Enlarge (credit: Seth Anderson)
Mirai, the botnet that threatened the Internet as we knew it last year with record-setting denial-of-service attacks, is facing an existential threat of its own: A competing botnet known as Hajime has infected at least 10,000 home routers, network-connected cameras, and other so-called Internet of Things devices.

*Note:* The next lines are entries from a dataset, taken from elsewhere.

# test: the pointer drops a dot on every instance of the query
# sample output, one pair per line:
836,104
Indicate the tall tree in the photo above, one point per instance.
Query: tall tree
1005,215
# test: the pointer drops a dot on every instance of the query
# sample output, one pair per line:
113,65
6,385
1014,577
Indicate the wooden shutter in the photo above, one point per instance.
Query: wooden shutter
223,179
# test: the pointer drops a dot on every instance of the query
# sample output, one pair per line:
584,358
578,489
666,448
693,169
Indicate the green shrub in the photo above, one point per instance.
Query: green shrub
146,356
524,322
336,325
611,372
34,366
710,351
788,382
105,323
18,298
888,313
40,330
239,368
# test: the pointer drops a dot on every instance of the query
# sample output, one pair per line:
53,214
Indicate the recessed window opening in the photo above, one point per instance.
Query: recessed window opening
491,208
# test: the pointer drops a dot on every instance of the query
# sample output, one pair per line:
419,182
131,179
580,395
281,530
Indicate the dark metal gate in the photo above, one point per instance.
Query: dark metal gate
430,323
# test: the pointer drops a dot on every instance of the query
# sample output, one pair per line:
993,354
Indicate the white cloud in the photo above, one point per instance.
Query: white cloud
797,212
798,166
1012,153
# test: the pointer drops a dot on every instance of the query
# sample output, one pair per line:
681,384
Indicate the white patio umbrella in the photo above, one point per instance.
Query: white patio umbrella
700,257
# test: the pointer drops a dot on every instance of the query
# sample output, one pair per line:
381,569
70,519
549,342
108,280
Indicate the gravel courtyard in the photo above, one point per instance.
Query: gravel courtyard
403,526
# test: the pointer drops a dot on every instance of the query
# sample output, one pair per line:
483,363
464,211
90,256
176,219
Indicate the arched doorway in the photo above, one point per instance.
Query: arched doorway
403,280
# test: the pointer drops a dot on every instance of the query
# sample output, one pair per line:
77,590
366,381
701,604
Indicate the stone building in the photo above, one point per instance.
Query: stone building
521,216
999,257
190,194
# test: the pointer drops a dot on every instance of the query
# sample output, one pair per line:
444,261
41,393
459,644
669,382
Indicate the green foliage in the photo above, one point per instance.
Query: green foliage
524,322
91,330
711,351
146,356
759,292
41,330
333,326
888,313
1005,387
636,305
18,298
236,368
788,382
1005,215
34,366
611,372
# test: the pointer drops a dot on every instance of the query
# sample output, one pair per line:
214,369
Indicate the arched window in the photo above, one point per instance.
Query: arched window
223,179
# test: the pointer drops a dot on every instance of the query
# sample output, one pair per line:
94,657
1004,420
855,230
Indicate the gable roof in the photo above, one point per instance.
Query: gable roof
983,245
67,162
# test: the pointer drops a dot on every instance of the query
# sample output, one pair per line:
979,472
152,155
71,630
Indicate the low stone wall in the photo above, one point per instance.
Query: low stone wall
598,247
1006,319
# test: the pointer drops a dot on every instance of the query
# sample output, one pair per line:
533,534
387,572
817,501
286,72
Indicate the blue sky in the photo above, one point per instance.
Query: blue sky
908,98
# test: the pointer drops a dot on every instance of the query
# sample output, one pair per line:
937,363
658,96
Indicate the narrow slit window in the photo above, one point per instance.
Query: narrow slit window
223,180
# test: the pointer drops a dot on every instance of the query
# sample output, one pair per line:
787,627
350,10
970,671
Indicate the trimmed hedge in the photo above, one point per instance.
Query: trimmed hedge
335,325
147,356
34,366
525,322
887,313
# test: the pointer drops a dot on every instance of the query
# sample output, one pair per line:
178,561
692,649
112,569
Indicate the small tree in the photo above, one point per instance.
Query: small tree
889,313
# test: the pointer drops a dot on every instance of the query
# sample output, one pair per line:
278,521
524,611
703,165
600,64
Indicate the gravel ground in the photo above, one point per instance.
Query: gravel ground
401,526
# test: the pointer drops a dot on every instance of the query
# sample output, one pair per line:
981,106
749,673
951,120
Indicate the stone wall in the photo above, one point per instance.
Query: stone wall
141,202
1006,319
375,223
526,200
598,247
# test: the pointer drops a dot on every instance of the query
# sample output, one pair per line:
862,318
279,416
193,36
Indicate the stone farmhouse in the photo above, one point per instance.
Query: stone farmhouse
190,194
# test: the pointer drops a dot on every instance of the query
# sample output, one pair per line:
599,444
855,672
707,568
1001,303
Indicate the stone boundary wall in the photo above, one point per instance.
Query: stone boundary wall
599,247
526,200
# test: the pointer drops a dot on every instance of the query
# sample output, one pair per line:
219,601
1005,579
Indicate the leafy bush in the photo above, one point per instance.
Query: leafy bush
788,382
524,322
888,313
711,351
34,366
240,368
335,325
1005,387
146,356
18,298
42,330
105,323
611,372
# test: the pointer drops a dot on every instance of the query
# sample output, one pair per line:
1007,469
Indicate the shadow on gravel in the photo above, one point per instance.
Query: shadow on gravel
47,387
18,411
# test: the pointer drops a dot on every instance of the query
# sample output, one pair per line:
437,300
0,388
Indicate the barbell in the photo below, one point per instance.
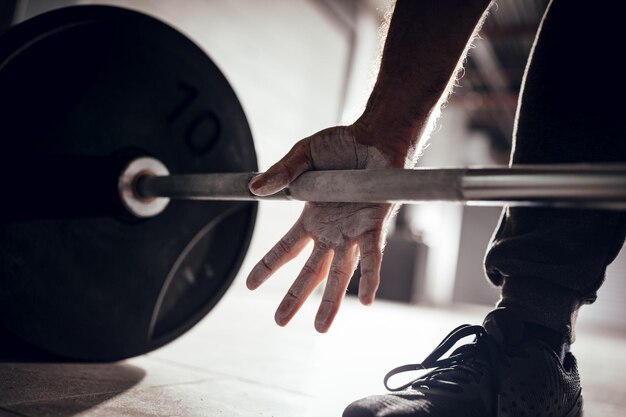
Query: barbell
112,122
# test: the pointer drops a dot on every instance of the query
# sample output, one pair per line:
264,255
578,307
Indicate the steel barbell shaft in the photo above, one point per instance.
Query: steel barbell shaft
529,184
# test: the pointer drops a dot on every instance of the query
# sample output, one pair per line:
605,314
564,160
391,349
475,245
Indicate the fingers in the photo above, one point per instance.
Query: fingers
284,171
313,272
287,248
341,271
371,244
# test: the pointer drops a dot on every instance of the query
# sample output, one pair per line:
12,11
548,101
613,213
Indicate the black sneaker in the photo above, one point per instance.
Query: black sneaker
495,375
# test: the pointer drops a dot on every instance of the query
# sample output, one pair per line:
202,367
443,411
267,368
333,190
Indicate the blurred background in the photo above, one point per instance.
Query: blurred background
301,66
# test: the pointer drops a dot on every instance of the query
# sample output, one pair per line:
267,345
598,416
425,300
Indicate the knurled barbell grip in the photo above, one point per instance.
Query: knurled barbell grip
573,184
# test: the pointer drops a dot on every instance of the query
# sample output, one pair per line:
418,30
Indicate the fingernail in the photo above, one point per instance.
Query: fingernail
262,185
321,320
253,281
284,311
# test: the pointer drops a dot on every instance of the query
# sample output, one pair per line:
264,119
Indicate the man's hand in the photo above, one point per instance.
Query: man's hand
340,232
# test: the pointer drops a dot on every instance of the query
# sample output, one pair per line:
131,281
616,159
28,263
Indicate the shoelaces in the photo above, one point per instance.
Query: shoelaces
455,370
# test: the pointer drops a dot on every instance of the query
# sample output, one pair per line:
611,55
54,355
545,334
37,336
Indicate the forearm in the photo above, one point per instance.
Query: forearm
426,41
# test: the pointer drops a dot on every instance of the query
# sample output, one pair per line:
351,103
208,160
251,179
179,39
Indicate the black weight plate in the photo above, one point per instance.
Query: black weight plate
91,81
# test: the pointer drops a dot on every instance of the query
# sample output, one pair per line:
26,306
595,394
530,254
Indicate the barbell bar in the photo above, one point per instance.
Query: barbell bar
126,116
145,191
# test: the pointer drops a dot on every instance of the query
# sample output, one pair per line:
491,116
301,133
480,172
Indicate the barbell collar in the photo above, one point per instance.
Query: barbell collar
552,185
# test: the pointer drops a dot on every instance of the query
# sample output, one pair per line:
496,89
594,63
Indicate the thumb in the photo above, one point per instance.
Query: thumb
283,172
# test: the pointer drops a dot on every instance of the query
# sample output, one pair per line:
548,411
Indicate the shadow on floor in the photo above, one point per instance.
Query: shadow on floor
34,382
62,389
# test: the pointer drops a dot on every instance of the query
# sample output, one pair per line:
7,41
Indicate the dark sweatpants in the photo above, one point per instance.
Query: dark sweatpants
550,261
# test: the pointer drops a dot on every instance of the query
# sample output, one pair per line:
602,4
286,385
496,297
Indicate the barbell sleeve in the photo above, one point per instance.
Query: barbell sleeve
579,185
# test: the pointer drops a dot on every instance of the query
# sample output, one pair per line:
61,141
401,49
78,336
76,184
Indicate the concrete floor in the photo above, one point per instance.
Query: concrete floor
237,362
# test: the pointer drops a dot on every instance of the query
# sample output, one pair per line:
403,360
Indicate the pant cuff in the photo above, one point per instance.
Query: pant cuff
540,302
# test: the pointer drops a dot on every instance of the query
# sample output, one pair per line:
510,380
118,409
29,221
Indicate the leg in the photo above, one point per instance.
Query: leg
547,261
550,261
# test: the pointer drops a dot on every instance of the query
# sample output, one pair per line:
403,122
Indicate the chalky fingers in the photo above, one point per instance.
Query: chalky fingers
341,270
313,272
287,248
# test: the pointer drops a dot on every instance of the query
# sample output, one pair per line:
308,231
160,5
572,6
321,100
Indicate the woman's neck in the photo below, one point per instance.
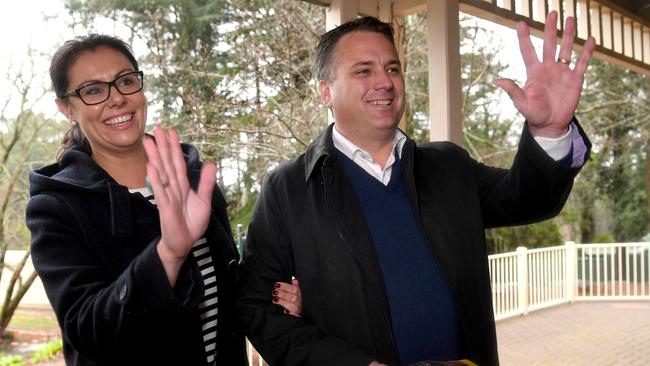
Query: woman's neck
128,170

Hajime uses a decentralized peer-to-peer network to issue commands and updates to infected devices. This design makes it more resistant to takedowns by ISPs and Internet backbone providers. Hajime uses the same list of user name and password combinations Mirai uses, with the addition of two more. It also takes steps to conceal its running processes and files, a feature that makes detecting infected systems more difficult. Most interesting of all: Hajime appears to be the brainchild of a grayhat hacker, as evidenced by a cryptographically signed message it displays every 10 minutes or so on terminals. The message reads:
Just a white hat, securing some systems.
Important messages will be signed like this!
Hajime Author.
Contact CLOSED
Stay sharp!
Another sign Hajime is a vigilante-style project intended to disrupt Mirai and similar IoT botnets: It blocks access to four ports known to be vectors used to attack many IoT device. Hajime also lacks distributed denial-of-service capabilities or any other attacking code except for the propagation code that allows one infected device to seek out and infect other vulnerable devices.